La
religión es algo intrínseco a todo ser humano

Me parece muy aleccionador el ejemplo de un teólogo protestante americano, Harvey G. Cox, el cual a mediados de la década del sesenta escribió un libro, titulado “La ciudad secular” (un best seller en su momento) en la que sostenía que el proceso de secularización y la progresiva disminución de interés por la religión por parte de los hombres contemporáneos eran ya algo completamente evidente; entre otras cosas constataba la pérdida de interés de la sociedad sobre cualquier aspecto directamente sobrenatural de la religión, como los temas relacionados con la escatología, los ángeles y demonios, las curaciones y los milagros.
Por
tal motivo, en dicho libro Cox invitaba a que en lugar de luchar contra la
secularización (empresa que él calificaba de imposible y pueril) las Iglesias
empezasen a ver que su nuevo rol ya no sería la religión sino un compromiso
preponderantemente social. No es de extrañar que Cox junto a otros como
Vahanian, Juan Luis Segundo, etc., hayan sido conocidos como teólogos de la
“muerte de Dios”.
Este libro influyó de una manera pavorosa
en aquellos pensadores que siempre están a la búsqueda y a la caza de
novedades, causando pérdidas de fe, abandonos del sacerdocio y de la vida
religiosa, politización de la religión e incluso derramamiento de sangre por
parte de los que entendieron tal “compromiso social” como un “compromiso con la
subversión armada”.
Como si nada hubiera pasado y con la
misma irresponsabilidad con la que 30 años antes proclamaba la llegada de una
civilización sin religión, el mismo Cox a mediados de la década del 90
publicaba otro libro titulado “Fuego del cielo” en el que afirmaba que todo
cuanto había enseñado en “La ciudad secular” eran previsiones erróneas y que en
lugar de una civilización sin Dios lo que tenemos ahora es una civilización
atorada de religiosidad: ahora consideraba “obvio que en lugar de ‘la muerte de
Dios’ que algunos teólogos habían declarado no hace muchos años, o de la
decadencia de la religión que los sociólogos habían previsto, ha ocurrido algo
completamente distinto”.
No vamos a usar sus conclusiones como
datos seguros, puesto que el perro cambia las mañas pero no las pulgas, y por
eso hogaño como antaño Cox sigue haciendo un análisis incorrecto de la religiosidad
(así como antes se entusiasmaba con una sociedad atea, ahora se ilusiona con
una sociedad pletórica de religiosidad, que en realidad no es tal sino que es
en parte el rebrote de una religiosidad sentimental fuertemente imbuida del
espíritu de la New Age). Pero el ejemplo nos sirve para ver lo superficial de
los diagnósticos de los teólogos que se apartan de la sana doctrina.

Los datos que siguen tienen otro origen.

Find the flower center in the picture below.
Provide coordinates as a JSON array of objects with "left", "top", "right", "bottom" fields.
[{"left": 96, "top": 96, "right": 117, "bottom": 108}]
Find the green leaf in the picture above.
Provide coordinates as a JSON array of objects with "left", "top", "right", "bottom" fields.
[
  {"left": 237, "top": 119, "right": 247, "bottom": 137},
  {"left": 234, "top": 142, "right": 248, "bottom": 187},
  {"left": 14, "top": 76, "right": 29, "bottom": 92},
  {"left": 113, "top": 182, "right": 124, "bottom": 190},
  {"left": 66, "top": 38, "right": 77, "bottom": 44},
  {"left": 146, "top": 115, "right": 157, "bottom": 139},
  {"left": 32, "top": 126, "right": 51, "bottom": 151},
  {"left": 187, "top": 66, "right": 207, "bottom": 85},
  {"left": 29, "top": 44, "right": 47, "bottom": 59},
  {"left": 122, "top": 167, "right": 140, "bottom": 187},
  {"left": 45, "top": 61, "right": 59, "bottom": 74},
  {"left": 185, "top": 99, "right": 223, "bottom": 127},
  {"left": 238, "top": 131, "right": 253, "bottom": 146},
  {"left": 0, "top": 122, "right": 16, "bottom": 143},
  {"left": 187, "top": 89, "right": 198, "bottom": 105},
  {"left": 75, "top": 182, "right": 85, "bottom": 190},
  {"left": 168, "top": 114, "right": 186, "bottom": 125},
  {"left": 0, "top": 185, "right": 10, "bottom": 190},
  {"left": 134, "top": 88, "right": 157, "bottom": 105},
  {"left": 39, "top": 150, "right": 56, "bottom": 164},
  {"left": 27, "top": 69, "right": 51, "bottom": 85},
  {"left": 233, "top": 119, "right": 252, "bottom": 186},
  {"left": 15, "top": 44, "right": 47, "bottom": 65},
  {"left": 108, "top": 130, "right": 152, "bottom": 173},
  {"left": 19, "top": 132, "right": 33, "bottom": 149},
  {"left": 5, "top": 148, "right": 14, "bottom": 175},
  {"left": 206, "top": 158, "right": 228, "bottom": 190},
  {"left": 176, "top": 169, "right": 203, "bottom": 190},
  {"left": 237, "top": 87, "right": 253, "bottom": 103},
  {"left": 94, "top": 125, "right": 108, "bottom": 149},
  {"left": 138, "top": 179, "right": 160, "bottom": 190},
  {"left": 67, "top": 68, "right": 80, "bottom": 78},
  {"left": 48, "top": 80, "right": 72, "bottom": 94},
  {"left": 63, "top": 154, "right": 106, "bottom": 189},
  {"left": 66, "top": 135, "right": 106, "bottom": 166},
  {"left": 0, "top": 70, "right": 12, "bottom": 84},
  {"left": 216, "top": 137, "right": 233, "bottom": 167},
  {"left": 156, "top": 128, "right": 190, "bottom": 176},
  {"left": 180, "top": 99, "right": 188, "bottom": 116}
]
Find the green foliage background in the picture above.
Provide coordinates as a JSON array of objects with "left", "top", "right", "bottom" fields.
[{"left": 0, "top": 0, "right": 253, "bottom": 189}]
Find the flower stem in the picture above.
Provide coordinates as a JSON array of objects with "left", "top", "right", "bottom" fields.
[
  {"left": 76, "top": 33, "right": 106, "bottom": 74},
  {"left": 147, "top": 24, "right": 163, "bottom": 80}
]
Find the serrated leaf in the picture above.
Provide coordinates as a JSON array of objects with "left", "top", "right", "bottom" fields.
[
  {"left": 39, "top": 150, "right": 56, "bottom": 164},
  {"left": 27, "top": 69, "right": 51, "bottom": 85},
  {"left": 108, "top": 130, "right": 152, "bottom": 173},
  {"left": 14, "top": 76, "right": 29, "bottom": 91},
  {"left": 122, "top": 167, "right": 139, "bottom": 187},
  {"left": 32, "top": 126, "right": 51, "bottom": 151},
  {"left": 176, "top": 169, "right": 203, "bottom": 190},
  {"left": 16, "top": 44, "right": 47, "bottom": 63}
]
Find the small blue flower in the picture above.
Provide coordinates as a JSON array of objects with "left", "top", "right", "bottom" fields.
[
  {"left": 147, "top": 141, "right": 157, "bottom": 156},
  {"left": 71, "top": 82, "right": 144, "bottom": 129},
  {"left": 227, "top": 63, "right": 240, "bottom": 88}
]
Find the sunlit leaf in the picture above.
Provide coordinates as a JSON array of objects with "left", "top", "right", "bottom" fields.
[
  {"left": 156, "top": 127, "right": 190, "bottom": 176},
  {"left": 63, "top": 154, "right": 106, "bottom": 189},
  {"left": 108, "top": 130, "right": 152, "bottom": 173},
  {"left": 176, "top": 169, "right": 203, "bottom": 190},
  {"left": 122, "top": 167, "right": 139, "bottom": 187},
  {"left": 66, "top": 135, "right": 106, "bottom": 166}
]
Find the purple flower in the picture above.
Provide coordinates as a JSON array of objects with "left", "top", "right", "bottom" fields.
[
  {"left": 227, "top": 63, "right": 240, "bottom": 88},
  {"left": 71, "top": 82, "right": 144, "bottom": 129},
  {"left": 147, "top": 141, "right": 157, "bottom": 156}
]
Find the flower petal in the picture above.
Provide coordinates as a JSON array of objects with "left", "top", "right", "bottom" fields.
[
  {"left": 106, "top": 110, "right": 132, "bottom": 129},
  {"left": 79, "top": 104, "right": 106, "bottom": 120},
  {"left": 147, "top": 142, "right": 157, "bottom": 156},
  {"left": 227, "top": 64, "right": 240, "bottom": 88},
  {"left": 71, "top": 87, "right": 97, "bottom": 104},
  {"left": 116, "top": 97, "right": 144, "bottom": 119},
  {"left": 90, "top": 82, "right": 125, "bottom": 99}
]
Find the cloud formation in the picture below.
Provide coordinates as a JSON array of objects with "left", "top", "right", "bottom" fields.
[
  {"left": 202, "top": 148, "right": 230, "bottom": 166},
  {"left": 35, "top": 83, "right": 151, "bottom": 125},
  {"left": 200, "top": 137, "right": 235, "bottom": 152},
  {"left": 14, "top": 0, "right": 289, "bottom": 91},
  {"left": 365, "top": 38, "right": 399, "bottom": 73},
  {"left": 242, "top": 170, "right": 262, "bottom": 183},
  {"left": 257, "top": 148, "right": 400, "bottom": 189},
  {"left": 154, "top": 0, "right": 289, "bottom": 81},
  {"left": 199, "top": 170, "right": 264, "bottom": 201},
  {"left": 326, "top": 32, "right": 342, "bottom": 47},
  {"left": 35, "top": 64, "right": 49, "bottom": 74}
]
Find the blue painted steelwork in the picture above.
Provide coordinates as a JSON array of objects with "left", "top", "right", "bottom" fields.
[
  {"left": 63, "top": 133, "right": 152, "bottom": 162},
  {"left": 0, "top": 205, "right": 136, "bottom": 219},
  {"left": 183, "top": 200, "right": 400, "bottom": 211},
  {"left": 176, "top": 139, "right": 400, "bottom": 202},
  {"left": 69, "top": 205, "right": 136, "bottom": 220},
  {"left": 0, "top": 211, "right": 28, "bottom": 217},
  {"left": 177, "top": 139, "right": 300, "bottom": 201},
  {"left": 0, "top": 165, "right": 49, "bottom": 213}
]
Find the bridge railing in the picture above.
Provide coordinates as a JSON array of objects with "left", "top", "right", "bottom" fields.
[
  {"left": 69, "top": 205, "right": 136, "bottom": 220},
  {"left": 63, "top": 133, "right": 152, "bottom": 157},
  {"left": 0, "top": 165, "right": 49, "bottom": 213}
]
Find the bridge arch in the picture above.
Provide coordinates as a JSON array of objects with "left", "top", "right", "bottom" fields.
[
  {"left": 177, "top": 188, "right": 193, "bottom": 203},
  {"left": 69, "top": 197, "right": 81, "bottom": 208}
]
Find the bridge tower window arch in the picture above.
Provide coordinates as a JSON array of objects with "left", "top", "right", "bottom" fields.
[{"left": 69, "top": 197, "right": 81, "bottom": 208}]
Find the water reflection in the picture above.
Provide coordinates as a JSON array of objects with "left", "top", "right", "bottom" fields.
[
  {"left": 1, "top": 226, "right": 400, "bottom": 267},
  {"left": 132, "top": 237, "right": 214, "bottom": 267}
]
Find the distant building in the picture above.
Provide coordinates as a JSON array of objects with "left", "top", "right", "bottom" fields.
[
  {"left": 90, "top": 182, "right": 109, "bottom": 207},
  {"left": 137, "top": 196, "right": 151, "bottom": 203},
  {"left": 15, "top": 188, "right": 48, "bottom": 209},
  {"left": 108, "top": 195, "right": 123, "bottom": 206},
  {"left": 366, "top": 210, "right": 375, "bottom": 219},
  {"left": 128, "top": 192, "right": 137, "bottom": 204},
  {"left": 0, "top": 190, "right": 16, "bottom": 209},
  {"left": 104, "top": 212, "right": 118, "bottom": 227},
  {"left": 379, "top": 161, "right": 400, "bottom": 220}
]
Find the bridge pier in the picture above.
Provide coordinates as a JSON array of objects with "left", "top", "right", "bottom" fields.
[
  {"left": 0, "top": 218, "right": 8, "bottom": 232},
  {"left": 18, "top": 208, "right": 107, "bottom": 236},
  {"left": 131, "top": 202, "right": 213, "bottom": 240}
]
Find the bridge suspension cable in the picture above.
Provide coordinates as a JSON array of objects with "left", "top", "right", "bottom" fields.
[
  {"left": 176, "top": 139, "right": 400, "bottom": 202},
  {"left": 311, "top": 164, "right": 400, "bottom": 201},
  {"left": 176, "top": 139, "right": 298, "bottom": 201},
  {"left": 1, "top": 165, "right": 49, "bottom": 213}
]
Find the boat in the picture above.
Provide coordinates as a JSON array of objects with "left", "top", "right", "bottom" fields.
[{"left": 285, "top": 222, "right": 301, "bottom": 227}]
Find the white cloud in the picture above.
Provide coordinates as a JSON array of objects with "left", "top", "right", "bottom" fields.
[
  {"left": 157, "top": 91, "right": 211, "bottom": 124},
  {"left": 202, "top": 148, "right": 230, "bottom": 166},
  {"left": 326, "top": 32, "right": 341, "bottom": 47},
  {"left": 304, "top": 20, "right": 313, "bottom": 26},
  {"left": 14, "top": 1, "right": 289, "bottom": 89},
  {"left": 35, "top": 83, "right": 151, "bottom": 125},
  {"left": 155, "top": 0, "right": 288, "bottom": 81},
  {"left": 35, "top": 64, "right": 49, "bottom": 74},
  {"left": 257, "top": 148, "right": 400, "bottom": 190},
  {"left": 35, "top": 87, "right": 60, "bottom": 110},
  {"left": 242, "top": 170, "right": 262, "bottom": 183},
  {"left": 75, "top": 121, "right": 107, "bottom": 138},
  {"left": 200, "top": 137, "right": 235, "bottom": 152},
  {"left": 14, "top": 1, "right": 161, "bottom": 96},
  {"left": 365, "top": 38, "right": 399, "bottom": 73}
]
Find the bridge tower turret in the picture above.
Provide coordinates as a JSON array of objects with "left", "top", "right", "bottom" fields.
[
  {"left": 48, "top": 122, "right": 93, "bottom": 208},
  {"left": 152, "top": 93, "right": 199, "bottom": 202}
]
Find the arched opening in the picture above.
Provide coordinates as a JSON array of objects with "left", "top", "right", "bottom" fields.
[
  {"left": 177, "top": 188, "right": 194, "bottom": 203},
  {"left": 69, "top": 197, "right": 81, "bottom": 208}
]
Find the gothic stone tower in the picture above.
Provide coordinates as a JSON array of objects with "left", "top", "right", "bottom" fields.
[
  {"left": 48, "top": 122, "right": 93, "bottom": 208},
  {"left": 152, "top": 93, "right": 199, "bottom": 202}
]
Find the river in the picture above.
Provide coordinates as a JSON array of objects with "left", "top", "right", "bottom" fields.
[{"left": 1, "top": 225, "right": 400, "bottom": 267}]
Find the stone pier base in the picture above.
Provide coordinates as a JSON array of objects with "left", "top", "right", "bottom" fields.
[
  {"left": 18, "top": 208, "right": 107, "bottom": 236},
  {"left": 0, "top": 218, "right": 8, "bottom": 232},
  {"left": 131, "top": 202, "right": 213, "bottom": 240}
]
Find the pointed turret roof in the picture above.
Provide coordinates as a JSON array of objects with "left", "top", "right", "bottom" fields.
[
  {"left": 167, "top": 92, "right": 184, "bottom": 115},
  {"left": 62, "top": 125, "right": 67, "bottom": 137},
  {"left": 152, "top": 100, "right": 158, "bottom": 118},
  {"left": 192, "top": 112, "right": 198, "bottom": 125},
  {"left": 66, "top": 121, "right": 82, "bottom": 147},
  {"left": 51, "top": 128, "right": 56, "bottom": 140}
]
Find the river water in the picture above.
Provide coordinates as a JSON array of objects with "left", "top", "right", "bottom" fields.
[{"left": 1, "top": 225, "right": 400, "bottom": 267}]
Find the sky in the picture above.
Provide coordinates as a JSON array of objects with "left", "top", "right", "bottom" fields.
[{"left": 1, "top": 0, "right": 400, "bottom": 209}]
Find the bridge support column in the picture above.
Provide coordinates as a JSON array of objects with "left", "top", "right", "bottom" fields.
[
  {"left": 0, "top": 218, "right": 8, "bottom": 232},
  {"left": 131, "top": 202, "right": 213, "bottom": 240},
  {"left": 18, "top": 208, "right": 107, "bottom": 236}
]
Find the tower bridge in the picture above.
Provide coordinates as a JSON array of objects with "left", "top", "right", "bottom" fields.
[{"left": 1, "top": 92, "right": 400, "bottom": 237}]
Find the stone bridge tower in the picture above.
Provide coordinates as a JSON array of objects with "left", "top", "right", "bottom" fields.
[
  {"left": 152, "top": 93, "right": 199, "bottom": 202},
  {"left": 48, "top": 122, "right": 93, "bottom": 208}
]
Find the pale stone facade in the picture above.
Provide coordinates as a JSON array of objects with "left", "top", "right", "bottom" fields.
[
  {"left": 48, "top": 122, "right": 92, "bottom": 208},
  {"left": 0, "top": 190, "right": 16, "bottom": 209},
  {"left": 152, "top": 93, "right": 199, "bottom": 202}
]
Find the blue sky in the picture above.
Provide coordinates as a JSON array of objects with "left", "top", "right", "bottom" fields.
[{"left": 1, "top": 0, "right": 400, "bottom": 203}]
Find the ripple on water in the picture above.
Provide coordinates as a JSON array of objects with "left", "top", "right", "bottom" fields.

Pues, los que en nuestras aulas
despotrican contra la religión y la atribuyen a una invención humana, no pasan
del nivel académico de Cox, y terminan la mayor parte de las veces dejándose
llevar por las modas del momento... como Cox.
En lugar, entonces, de aceptar estas
enseñanzas peligrosas, mejor haremos en preguntarnos “¿por qué somos
religiosos?”, “¿por qué todos los pueblos tienen su religión, verdadera o
falsa?” La religión, es decir, el “hecho religioso”, es uno de los fenómenos
más profundos de nuestra naturaleza (incluso algunos han querido ver en él una
prueba de la existencia de Dios..., y de hecho no es un método desacertado
aunque no tenga el rigor de las pruebas que ya vimos en su lugar).
Decía Chesterton en “El hombre eterno”:
“La naturaleza no se llama Isis ni busca a Osiris; pero busca, sin embargo,
busca desesperadamente lo sobrenatural”. Y en otro lugar añadía: “lo que hay de
más natural en el hombre es lo sobrenatural; he aquí la última palabra de la
cuestión. Su naturaleza lo obliga a adorar, y por muy deforme que sea el dios y
extraña y rígida su postura, la actitud de adorar es siempre generosa y grandiosa.
Postrándose
se eleva; con las manos juntas es libre; arrodillado es grande. Liberadlo de su
culto y lo encadenaréis; prohibidle doblar las rodillas y lo rebajaréis. El
hombre que no puede rezar lleva una mordaza... El individuo que ejecuta los
gestos de la adoración y del sacrificio, que derrama la libación o levanta la
espada, no ignora que ejecuta un acto viril y magnánimo y vive uno de los
momentos para los cuales ha nacido”.